Eberle Max, Wasylenko Jamie T, Kostelac Drazen, Kiehna Sarah, Schellinger Adam, Zhang Zhaorui, Ehrick Jason D
AbbVie Deutschland GmbH & Co. KG, 67061 Ludwigshafen am Rhein, Germany.
AbbVie, Inc., North Chicago, Illinois 60064, United States.
Anal Chem. 2025 Jan 14;97(1):12-21. doi: 10.1021/acs.analchem.4c04521. Epub 2024 Dec 20.

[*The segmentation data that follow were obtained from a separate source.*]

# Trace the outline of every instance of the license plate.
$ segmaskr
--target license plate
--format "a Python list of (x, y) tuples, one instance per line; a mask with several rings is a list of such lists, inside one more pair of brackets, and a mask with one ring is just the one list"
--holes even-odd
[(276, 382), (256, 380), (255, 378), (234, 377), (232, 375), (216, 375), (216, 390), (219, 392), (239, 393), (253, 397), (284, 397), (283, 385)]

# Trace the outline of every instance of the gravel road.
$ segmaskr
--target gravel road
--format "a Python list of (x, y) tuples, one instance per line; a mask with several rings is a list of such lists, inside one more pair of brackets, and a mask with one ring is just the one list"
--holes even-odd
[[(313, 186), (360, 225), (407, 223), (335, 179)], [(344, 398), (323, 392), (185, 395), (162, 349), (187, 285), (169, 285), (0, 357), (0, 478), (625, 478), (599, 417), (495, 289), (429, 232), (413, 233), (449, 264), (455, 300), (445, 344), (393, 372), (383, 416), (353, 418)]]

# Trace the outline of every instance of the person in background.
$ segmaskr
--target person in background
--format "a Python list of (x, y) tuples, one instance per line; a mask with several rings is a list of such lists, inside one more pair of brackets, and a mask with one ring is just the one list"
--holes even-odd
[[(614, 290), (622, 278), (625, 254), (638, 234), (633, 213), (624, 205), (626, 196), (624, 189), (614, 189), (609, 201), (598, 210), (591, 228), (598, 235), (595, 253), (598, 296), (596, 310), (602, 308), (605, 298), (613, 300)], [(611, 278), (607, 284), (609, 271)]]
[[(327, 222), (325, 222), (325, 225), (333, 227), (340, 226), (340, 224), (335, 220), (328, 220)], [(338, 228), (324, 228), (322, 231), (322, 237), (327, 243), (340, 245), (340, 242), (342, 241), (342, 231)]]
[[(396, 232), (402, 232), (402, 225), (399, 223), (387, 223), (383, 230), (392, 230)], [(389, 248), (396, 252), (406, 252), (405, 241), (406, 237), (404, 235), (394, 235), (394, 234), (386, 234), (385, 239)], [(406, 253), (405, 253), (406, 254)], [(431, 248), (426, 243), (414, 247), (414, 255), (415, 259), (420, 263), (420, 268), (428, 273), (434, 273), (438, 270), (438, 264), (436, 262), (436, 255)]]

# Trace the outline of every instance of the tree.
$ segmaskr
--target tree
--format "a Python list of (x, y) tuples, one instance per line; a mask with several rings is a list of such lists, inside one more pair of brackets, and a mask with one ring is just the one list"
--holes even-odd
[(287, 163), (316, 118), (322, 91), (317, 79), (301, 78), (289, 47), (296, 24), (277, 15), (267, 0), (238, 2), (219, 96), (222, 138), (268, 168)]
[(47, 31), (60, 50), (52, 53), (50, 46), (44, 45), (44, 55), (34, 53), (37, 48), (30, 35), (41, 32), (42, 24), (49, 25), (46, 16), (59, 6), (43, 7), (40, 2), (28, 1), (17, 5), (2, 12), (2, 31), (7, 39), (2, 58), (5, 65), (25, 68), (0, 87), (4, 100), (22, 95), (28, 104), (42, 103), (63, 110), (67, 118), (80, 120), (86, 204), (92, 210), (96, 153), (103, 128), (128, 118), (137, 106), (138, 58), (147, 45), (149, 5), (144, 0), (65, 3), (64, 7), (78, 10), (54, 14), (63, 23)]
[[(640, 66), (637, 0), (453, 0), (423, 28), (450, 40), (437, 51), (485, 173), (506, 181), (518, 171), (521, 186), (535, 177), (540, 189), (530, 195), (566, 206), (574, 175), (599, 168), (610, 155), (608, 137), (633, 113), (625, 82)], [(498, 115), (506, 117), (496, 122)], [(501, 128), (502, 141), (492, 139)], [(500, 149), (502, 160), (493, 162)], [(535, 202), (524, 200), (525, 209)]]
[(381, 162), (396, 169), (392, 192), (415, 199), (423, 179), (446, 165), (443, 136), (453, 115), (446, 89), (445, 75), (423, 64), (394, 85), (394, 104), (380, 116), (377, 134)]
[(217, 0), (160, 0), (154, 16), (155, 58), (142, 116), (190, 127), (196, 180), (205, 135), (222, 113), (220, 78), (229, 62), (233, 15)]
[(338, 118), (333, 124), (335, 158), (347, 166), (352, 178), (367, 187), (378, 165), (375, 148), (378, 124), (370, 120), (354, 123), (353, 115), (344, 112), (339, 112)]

This paper explores the current analytical method validation practices, mainly derived from the International Council for Harmonization of Technical Requirements for Pharmaceuticals for Human Use (ICH) Q2(R1) guidelines (2005) and presents a strategy for adopting the latest guidelines for analytical chemistry in the pharmaceutical industry (ICH Q14/Q2(R2), USP ⟨1220⟩). These documents emphasize a lifecycle approach to method development, qualification, and validation, aligning with the holistic, risk-based control strategy central to future submission dossier structures. Key elements of the enhanced approach described in ICH Q14, including Analytical Target Profile (ATP), Knowledge Management, Analytical Risk Assessment, and Performance Monitoring, are discussed and integrated into a clear Analytical Quality by Design (AQbD) framework for analytical procedure development and lifecycle management. When leveraging a risk-based approach, it is necessary to balance between the benefits of post-approval flexibility and the resource investments required for implementation of the additional elements. Over time, the proposed strategy should streamline analytical development, result in well-understood analytical methods, and simplify lifecycle management.
本文探讨了当前主要源自人用药品注册技术要求国际协调理事会(ICH)Q2(R1)指南(2005年)的分析方法验证实践,并提出了在制药行业采用最新分析化学指南(ICH Q14/Q2(R2)、美国药典⟨1220⟩)的策略。这些文件强调了方法开发、确认和验证的生命周期方法,与未来申报资料结构核心的整体、基于风险的控制策略相一致。讨论了ICH Q14中所述强化方法的关键要素,包括分析目标概况(ATP)、知识管理、分析风险评估和性能监测,并将其整合到一个清晰的用于分析程序开发和生命周期管理的设计质量分析(AQbD)框架中。在采用基于风险的方法时,有必要在批准后灵活性的益处与实施附加要素所需的资源投入之间取得平衡。随着时间的推移,所提出的策略应简化分析开发,产生易于理解的分析方法,并简化生命周期管理。